Zhang, X, Li, Q, Zhao, J, Li, X, Sun, X, Yang, H, Wu, Z, Yang, J
Coronary artery disease. 2014;(1):40-4
Abstract
OBJECTIVES Statins and calcium channel blockers have been proven beneficial toward improvement of endothelial function. The aim of this study was to compare the effect of combination therapy of statin and calcium channel blocker with solo treatment in patients with cardiac syndrome X. METHODS AND RESULTS Sixty-eight patients with cardiac syndrome X were divided randomly into three groups: fluvastatin (40 mg/day, n=23), diltiazem (90 mg/day, n=22), and combination of fluvastatin (40 mg/day) and diltiazem (90 mg/day, n=23). At the end of 90 days, the coronary flow reserve was improved in the three groups (fluvastatin-treated group: 23.2%; diltiazem-treated group: 12.4%; fluvastatin+diltiazem-treated group: 29.1%, all P<0.05). The time to 1 mm ST segment depression increased significantly in the fluvastatin-treated group (from 241±97 to 410±140 s, P<0.05), the diltiazem-treated group (from 258±91 to 392±124 s, P<0.05), and the fluvastatin+diltiazem-treated group (from 250±104 to 446±164 s, P<0.05).

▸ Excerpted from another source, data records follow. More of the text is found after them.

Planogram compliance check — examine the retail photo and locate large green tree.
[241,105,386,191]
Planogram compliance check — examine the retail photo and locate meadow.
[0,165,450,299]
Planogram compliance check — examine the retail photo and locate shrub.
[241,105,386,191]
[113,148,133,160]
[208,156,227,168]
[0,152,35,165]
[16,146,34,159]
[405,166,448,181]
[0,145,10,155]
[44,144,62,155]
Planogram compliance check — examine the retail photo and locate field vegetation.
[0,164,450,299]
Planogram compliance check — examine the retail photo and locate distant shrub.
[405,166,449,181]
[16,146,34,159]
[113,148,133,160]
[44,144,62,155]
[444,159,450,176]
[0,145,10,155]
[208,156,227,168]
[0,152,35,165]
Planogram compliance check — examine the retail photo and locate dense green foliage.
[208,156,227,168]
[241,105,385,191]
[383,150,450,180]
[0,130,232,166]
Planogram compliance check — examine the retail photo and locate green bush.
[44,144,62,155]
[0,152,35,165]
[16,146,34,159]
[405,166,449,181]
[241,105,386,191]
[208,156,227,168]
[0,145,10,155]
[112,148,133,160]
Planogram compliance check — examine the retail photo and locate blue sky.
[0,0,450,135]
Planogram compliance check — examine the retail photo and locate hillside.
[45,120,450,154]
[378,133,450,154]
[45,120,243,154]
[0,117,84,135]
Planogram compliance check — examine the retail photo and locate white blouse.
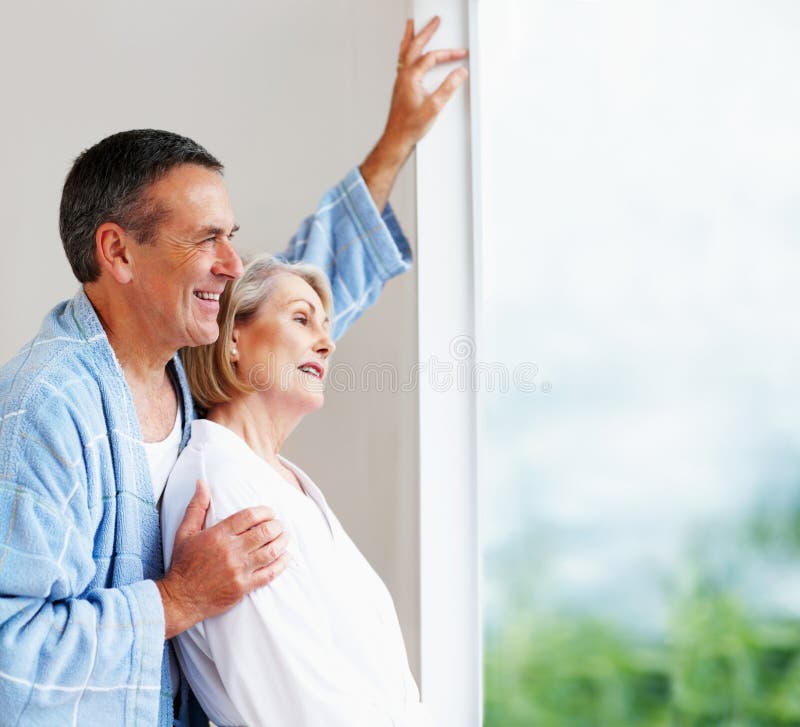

The improvement in coronary flow reserve and prolonged time to 1 mm ST segment depression in the combination treatment group were more remarkable than in those who received monotherapy. Combination therapy also induced a significant increase (35.6%, P<0.05) in nitric oxide and an apparent reduction (48.7%, P<0.05) in endothelin-1. CONCLUSION Combination treatment with fluvastatin and diltiazem is more effective on endothelial function and exercise tolerance than solo treatment in patients with cardiac syndrome X. The benefits of these drugs may be related to the elevation of nitric oxide and reduction of endothelin-1.